Indexing of strange strings from deleted submission files

Hi all.

I have encountered a strange problem. In one of our hosted journals, a handful of submissions were uploaded as HTML files. These files were created using RMarkdown and contain a lot of JS, CSS and base64 encoding causing the files to be pretty large and to contain a lot of extraneous text.

When the issue was submitted it took a very long time for the submission to complete. It looks like this was due to all the extraneous text being indexed. I found terms like ‘font-family’ and ‘bootstrap’ in index database table. There were also lots of entries of gibberish—strings like ‘safkdsfn’–that probably came from the base64 encoded images.

Anyway, we removed these files from the submision and replaced them with clean HTML files with none of the css, js, or base 64 text. Yet, when we submit the issue for publishing, the issue takes a very long time to finish the process and the same css, JS and base64 text is being indexed. I can see the insert statements when I watch the apache log with mysql verbose logging enabled.

Does anyone have any idea how we can publish this issue without that text being indexed? I don’t understand how it’s happening since the offending file are no longer attached to the submission, at least on the front end of OJS.

Any suggestions would be very welcome!

Thanks.

-tim

When you post your question give as much detail as possible, including the following:

  • Application Version - e.g., OJS 3.2.14

Hi Tim,

Deleting a submission file does not remove the terms from the submission search index. If you’ve cleaned up the HTML and re-uploaded them, the best way to get a cleaned up search index is to run the command line tool for rebuilding the index:

php tools/rebuildSearchIndex.php

That will perhaps take a long time to run but it cleans out the index first and then re-indexes the content.

Cheers
Jason

Thanks Jason!

I’ve tried this, I think, or a version of this. What I’ve done is the following:

  • Unpublished the journal.
  • Deleted the rows from the tables below:

submission_search_objects;
submission_search_keyword_list;
submission_search_object_keywords;

  • Republished the journal with the clean HTML.

Still get the old HTML files being indexed on submission. I can actually see the insert operations in the mysql logs.
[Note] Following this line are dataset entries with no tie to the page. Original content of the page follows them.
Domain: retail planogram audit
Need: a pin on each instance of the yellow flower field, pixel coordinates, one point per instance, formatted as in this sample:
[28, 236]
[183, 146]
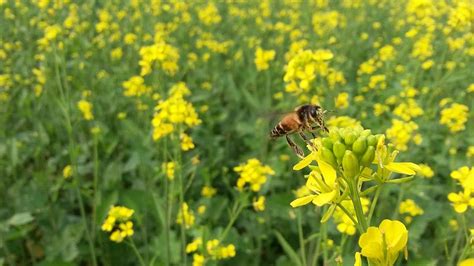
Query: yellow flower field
[148, 132]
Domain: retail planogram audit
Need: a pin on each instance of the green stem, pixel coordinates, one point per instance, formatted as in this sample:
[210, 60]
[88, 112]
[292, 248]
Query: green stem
[73, 159]
[355, 197]
[373, 204]
[301, 238]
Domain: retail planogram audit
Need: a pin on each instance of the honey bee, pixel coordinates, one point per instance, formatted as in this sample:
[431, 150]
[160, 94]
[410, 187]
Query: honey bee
[307, 117]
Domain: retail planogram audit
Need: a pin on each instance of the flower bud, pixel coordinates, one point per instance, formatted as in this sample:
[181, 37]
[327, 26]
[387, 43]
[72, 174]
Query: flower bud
[360, 145]
[371, 140]
[350, 164]
[349, 138]
[368, 156]
[366, 132]
[338, 148]
[328, 156]
[327, 142]
[334, 134]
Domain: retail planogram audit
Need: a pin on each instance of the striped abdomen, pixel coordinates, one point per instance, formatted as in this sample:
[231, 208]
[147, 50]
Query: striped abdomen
[287, 125]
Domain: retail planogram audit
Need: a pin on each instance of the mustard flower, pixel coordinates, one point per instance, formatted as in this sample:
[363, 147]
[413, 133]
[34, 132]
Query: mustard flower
[86, 109]
[185, 216]
[382, 245]
[455, 117]
[259, 203]
[67, 171]
[263, 57]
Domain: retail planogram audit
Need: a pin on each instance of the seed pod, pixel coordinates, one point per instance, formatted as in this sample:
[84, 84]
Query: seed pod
[368, 156]
[327, 142]
[338, 148]
[360, 145]
[350, 164]
[349, 138]
[371, 140]
[328, 156]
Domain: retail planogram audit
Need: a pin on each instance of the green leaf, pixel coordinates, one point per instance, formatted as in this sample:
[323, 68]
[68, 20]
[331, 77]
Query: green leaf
[400, 180]
[288, 249]
[20, 219]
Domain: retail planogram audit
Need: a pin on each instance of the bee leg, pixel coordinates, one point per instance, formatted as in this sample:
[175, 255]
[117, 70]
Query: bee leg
[305, 138]
[298, 151]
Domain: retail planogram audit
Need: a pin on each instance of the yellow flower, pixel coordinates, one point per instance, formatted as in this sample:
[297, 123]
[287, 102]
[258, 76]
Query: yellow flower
[426, 171]
[86, 109]
[67, 171]
[342, 100]
[465, 177]
[169, 169]
[259, 204]
[135, 86]
[186, 142]
[382, 245]
[467, 262]
[209, 15]
[208, 191]
[185, 216]
[193, 246]
[461, 201]
[455, 117]
[198, 260]
[262, 57]
[409, 206]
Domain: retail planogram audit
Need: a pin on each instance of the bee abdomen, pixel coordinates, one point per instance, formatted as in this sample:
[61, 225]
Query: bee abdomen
[278, 131]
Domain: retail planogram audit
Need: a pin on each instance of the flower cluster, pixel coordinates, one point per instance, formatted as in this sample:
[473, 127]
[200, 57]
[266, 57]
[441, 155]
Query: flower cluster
[212, 251]
[455, 117]
[465, 198]
[118, 222]
[86, 109]
[410, 209]
[135, 86]
[382, 245]
[162, 53]
[263, 57]
[254, 173]
[306, 66]
[174, 112]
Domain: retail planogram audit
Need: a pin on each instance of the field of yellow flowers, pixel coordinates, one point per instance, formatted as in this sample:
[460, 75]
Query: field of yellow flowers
[137, 132]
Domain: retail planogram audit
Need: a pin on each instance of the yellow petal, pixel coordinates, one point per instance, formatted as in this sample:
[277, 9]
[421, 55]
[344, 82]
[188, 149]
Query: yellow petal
[402, 168]
[396, 235]
[373, 250]
[373, 234]
[460, 207]
[302, 201]
[304, 162]
[324, 198]
[328, 173]
[357, 259]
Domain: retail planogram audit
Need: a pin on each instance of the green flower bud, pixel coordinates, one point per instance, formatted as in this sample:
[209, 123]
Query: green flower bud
[371, 140]
[327, 142]
[338, 148]
[350, 165]
[349, 138]
[360, 145]
[334, 135]
[366, 132]
[368, 156]
[328, 156]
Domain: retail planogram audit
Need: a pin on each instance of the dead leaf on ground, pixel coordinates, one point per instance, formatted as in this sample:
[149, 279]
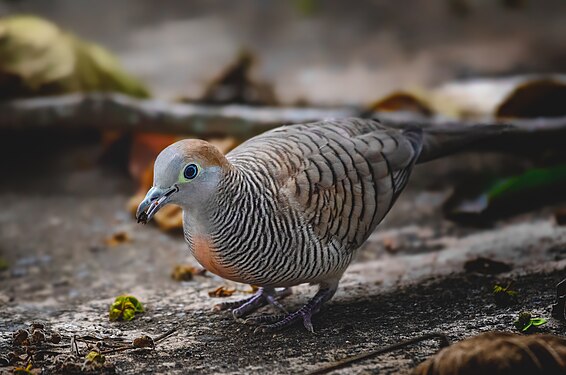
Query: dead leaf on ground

It’s really strange. Do you know which table contains the files to be indexed? Maybe the files are still there and attached to the submission somehow. I’m completely baffled!

Hi Tim,

All submission files are stored in submission_files, but which files get indexed depend on what file stage they have been uploaded as. If you know the submission id, you can look in the table for the files associated with that submission and then go out on disk and head down your files_dir directory to see what’s there. If you’ve taken the steps you have, I guess the question is, are you sure that the new files don’t contain the old strings again?

Cheers,
Jason